Quagmire misinterprets the lessons of Mad—for Quagmire’s characters continually remark on the fact that they are characters in a story, or on their foreknowledge of events that have yet to happen. Once or twice this would be cute, but Quagmire runs Æhe device into the ground. Still, if in future efforts he can resist the temptation to “tell all” in this fashion, he might mature into an estimable talent (one recalls how Cerebus started out as little more than parodies and in-jokes).

File this one under “Guilty Pleasures” if you must—but Quagmire’s Komik is one of the few funny-animal comics that deserves the adjective funny.

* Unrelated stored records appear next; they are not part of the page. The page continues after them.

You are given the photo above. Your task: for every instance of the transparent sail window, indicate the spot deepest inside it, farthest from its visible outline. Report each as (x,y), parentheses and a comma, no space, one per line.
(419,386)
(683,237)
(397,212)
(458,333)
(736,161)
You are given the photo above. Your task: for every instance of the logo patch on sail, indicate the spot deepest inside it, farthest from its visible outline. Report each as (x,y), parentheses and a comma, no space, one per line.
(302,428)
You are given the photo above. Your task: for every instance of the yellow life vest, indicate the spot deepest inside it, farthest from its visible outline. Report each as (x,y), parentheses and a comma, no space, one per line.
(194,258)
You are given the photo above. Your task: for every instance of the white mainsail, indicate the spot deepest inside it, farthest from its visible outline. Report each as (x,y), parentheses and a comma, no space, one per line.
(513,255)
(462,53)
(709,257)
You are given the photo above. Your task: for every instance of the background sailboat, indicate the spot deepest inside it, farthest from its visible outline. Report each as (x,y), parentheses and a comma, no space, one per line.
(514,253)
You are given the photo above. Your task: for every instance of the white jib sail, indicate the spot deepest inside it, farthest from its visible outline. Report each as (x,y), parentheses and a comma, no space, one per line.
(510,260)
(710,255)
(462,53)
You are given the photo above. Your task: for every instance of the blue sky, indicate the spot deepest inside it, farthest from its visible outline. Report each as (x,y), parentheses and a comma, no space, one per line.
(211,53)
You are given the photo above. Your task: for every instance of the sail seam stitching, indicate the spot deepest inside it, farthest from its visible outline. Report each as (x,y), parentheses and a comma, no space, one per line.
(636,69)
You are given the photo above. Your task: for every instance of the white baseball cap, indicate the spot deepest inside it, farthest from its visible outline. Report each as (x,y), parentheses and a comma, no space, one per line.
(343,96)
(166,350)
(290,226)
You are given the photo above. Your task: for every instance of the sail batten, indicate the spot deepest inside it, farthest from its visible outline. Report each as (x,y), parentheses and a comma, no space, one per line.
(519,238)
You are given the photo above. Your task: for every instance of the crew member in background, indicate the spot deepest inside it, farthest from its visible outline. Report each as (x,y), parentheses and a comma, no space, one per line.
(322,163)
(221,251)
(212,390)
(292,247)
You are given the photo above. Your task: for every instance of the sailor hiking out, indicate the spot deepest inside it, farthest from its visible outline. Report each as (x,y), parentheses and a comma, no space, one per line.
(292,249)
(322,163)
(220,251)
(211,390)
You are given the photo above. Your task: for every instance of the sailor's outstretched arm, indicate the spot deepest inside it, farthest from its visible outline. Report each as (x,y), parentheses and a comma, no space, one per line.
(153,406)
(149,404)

Here’s Dale Luciano in The Comics Journal #88, about #2:

It’s funny stuff, even inspired in its own modest way. Whether Quagmire has any inclination to transcend affectionate parody-satire and attempt something more ambitious within the Cutey Bunny framework remains to be seen. As noted, the book has modest enough has long been my contention that there are far too few ‘Road Movies’ in the world,” writes Quagmire, “And so it ‘was to somewhat alleviate this deplorable condition that we set about to produce this issue… ‘ ‘—but there’s so little opportunity any more to enjoy this variety of intelligent, unpretentious slapstick that Cutey Bunny is welcome indeed.

One thought on “1985: Army Surplus Komikz Featuring: Cutey Bunny”

  1. Josh and I got into a snark because I was a very annoying teenager who was inspired by CB. Got over it a few decades later, and on May 28, after burying the hatchet, we were brainstorming on a new webcomic, and he died.